Anesth Pain Med. 2021 Feb 16;11(1):e108915. doi: 10.5812/aapm.108915. eCollection 2021 Feb.
Functional endoscopic sinus surgery (FESS) is a surgical intervention for sinus diseases. Bleeding is a common concern during FESS. Hemodynamic stability and quality surgical field visibility help to achieve the best outcomes.
The present study primarily intended to compare the effectiveness of dexmedetomidine versus labetalol in providing controlled hypotension during FESS and then to assess the quality of the surgical field.
The current research was conducted as a prospective randomized double-blinded clinical study. Sixty patients of the American Society of Anesthesiologists grade I or II status undergoing FESS under general anesthesia were divided into two groups, each with 30 members. Patients receiving dexmedetomidine and labetalol were named as group D and L, respectively. The study intended to manage mean arterial pressure (MAP) between 65 - 75 mmHg. The visibility of the operative field was evaluated using Fromme and Boezaart scoring system. Total intraoperative fentanyl consumption and postoperative first analgesic request time were recorded.
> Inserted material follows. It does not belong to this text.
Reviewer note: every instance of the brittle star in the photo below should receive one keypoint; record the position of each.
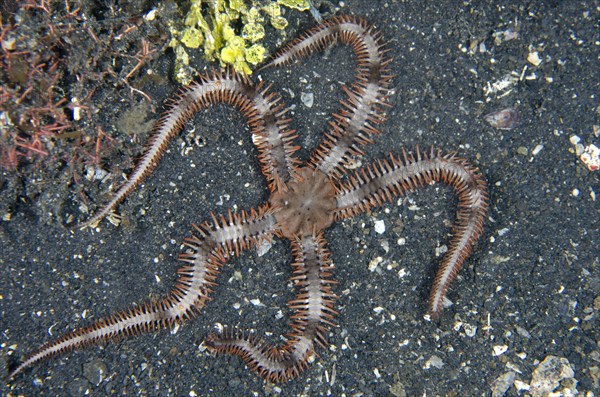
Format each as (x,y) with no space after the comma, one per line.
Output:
(304,201)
The MAP target was achieved in both groups. Intergroup differences concerning MAP were observed in both D (75.0 ± 2.0) and L (82.4 ± 5.2) groups (P-value < 0.05). Scores for blood loss were significantly lower in the D group (1.3 ± 0.3) compared to the L group (2.1 ± 0.3) (P-value < 0.05). There was no intergroup difference concerning the mean heart rate (group D; 70.8 ± 4.2, and group L; 73.4 ± 4.4). The total dose of fentanyl consumed was found to be significantly lower in the group D (41.9 ± 5.8) compared to group L (59.9 ± 5.3) (P-value < 0.05). The first analgesic request time was significantly longer in the group D (50.2 ± 9.1) compared to group L (24.8 ± 5.1) (P-value < 0.05).
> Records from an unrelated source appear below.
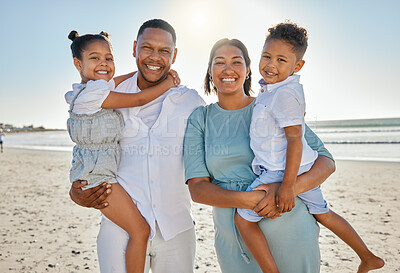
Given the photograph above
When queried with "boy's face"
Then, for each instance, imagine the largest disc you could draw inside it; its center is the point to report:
(278, 61)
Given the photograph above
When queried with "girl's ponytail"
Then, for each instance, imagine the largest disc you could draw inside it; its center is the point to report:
(72, 35)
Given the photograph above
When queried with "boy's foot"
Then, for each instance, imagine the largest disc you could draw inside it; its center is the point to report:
(373, 262)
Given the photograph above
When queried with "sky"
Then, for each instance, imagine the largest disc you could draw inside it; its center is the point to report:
(351, 68)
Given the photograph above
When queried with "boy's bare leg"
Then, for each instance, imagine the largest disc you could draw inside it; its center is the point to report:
(257, 244)
(346, 232)
(123, 212)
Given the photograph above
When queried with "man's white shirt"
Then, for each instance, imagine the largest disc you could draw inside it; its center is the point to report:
(151, 168)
Dexmedetomidine provided better hemodynamic stability and operative field visibility as compared to labetalol during FESS.
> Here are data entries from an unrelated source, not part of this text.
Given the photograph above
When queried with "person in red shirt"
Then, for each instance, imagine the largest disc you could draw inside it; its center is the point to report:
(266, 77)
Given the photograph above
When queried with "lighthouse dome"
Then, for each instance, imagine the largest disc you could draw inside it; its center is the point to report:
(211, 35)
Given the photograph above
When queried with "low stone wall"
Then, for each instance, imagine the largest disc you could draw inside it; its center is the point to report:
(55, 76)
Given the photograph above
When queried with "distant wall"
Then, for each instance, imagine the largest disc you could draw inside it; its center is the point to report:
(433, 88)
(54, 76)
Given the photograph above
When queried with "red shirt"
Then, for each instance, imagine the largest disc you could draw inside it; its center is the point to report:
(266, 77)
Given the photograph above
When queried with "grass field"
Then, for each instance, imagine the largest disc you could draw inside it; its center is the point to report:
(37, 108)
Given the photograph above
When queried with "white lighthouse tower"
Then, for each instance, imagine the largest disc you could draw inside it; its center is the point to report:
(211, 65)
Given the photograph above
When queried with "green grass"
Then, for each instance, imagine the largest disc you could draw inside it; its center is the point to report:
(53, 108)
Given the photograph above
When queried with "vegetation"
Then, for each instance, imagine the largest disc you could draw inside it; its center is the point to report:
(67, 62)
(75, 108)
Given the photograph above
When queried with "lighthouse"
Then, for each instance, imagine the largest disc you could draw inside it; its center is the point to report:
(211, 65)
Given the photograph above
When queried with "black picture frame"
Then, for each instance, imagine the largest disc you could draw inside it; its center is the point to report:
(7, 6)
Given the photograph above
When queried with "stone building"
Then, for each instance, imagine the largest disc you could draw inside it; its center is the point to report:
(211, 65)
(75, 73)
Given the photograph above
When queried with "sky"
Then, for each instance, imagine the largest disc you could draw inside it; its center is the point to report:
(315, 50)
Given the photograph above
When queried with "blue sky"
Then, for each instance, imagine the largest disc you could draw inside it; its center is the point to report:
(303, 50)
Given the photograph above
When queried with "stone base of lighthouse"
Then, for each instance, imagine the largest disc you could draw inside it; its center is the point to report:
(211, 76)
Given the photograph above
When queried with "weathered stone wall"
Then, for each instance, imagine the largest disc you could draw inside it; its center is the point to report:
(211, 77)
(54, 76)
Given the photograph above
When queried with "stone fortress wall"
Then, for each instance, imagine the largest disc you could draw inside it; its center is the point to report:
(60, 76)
功能性鼻内镜鼻窦手术(FESS)是一种针对鼻窦疾病的外科干预手段。出血是FESS过程中常见的问题。血流动力学稳定性和良好的手术视野有助于取得最佳手术效果。
本研究主要旨在比较右美托咪定与拉贝洛尔在FESS期间提供控制性低血压的有效性,然后评估手术视野质量。
本研究作为一项前瞻性随机双盲临床研究开展。60例美国麻醉医师协会I或II级状态、在全身麻醉下接受FESS的患者被分为两组,每组30名成员。接受右美托咪定和拉贝洛尔的患者分别命名为D组和L组。本研究旨在将平均动脉压(MAP)控制在65 - 75 mmHg之间。使用弗罗梅和博扎尔特评分系统评估手术视野的可视性。记录术中芬太尼总消耗量和术后首次镇痛需求时间。
两组均达到MAP目标。D组(75.0 ± 2.0)和L组(82.4 ± 5.2)在MAP方面均观察到组间差异(P值 < 0.05)。D组(1.3 ± 0.3)的失血评分显著低于L组(2.1 ± 0.3)(P值 < 0.05)。两组在平均心率方面无组间差异(D组;70.8 ± 4.2,L组;73.4 ± 4.4)。发现D组(41.9 ± 5.8)的芬太尼总消耗量显著低于L组(59.9 ± 5.3)(P值 < 0.05)。D组(50.2 ± 9.1)的首次镇痛需求时间显著长于L组(24.8 ± 5.1)(P值 < 0.05)。
在FESS期间,与拉贝洛尔相比,右美托咪定提供了更好的血流动力学稳定性和手术视野可视性。